Evolution Or Revolution
by [?]

When the American people emancipate themselves from party-slavery–than which there is none more debasing; when they cease to fight the battles of ambitious place- hunters and begin in true earnest to fight their own, then, and not till then, will the faults of our social organism be rapidly reduced to the minimum. When the common people of this country decline to be divided into two or more hostile camps by “issues” carefully concocted by political harlequins, then will the combined wisdom, purified of partisan prejudice, evolve the best possible national polity.

How many of the hard-working people of this nation who are now assiduously assailing or defending the dogma of protection or free trade or any other of the many “issues” evolved from time to time by professional politicians as a kind of Pegasus upon which they fondly hope to ride into power–ever carefully considered the question in all its bearings; studied it from a national, sectional or even individual standpoint.
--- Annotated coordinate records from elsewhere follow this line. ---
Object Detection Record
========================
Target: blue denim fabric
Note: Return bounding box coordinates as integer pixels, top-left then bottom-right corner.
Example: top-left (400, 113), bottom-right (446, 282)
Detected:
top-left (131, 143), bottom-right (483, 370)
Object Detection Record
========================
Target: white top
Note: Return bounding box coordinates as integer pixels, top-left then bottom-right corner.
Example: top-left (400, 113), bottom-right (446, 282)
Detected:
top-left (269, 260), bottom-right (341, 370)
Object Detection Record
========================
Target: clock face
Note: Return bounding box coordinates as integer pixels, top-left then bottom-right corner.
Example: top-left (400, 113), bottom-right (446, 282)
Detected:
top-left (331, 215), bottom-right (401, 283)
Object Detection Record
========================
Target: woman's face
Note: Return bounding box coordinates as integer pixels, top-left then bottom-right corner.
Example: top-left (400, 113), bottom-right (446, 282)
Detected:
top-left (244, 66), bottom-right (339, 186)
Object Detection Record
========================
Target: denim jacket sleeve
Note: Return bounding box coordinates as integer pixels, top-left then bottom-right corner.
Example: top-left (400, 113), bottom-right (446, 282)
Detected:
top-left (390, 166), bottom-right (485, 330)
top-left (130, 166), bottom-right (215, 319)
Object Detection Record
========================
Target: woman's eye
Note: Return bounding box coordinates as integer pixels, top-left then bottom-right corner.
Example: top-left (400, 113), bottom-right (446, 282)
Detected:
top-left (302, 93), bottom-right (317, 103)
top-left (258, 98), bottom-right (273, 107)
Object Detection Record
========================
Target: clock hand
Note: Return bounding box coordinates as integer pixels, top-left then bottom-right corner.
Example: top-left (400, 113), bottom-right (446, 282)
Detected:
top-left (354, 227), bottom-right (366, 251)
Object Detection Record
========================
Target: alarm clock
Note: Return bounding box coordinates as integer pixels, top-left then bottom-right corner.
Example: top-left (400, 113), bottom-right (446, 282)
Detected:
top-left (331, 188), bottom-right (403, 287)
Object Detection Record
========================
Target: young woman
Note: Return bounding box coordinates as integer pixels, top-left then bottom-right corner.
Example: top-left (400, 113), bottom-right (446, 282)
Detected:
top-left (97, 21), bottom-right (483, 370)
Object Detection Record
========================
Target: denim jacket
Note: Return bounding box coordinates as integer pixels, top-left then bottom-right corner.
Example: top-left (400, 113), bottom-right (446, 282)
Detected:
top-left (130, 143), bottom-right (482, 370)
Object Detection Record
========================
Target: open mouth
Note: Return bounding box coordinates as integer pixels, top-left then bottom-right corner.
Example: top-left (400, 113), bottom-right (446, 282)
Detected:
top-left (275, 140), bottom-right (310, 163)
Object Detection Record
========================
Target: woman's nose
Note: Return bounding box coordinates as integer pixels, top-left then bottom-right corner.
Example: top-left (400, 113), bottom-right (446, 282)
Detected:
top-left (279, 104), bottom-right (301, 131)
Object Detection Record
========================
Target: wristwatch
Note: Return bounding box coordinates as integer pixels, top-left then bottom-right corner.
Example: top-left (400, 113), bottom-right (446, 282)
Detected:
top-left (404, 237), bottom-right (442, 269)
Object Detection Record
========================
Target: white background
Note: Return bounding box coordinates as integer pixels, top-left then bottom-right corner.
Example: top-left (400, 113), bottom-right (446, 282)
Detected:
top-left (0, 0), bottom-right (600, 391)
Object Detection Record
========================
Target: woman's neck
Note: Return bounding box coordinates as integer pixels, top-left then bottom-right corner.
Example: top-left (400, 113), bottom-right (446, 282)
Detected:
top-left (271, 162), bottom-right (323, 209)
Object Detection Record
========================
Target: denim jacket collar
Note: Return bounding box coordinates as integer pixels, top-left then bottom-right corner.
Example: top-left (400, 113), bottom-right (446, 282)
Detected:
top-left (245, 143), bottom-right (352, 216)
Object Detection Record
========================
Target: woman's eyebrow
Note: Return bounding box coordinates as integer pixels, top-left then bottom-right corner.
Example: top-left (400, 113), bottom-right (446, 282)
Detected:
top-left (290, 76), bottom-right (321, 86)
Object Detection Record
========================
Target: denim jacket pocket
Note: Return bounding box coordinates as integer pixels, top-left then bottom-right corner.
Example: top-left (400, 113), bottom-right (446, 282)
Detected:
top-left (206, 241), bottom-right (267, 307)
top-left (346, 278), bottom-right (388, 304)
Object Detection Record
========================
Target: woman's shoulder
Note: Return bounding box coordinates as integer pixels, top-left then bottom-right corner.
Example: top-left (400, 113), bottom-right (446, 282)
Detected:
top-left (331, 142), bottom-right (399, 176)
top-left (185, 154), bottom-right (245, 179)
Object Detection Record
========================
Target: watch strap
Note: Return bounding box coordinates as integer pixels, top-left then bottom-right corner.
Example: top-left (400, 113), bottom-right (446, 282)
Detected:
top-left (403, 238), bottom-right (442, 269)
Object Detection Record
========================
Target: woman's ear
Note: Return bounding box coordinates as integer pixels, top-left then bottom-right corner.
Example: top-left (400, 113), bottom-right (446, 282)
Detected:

Questions upon which Adam Smith and Auguste Compte, Jefferson and Hamilton disagreed, are settled by the dicta of a partisan convention–composed chiefly of political hacks and irresponsible hoodlums–with less trouble than a colored wench selects a calico gown.

The American people, as P. T. Barnum long ago pointed out, have a weakness for humbugs. They are the natural prey of the charlatan, and in nothing more so than in matters political. Despite their boasted intelligence, they will follow with a trust that partakes of the pathetic the mountebank who can perform the most sleight-of-hand tricks, the demagogue who can make the most noise. They think, but are too busy or indifferent to think deeply, to reason closely. They “jump at conclusions,” assert their correctness stubbornly and prove the courage of their convictions by their ballots. They demonstrate their “independence” by choosing their political fetich, their confidence in the infallibility of their judgment by worshiping it blindly. Herein lies the chief danger–danger that the American workingman will follow this or that ignus fatuus, hoping thereby to find a shorter northwest passage to impossible spice islands, until poverty has degraded him from a self-respecting sovereign into a volcanic sans culotte; until he loses hope of bettering his condition by whereases, resolutions, trades-unions, acts of Congress, etc., and, like another blind and desperate Samson, lays his brawny hands upon the pillars of the temple and pulls it down about his ears.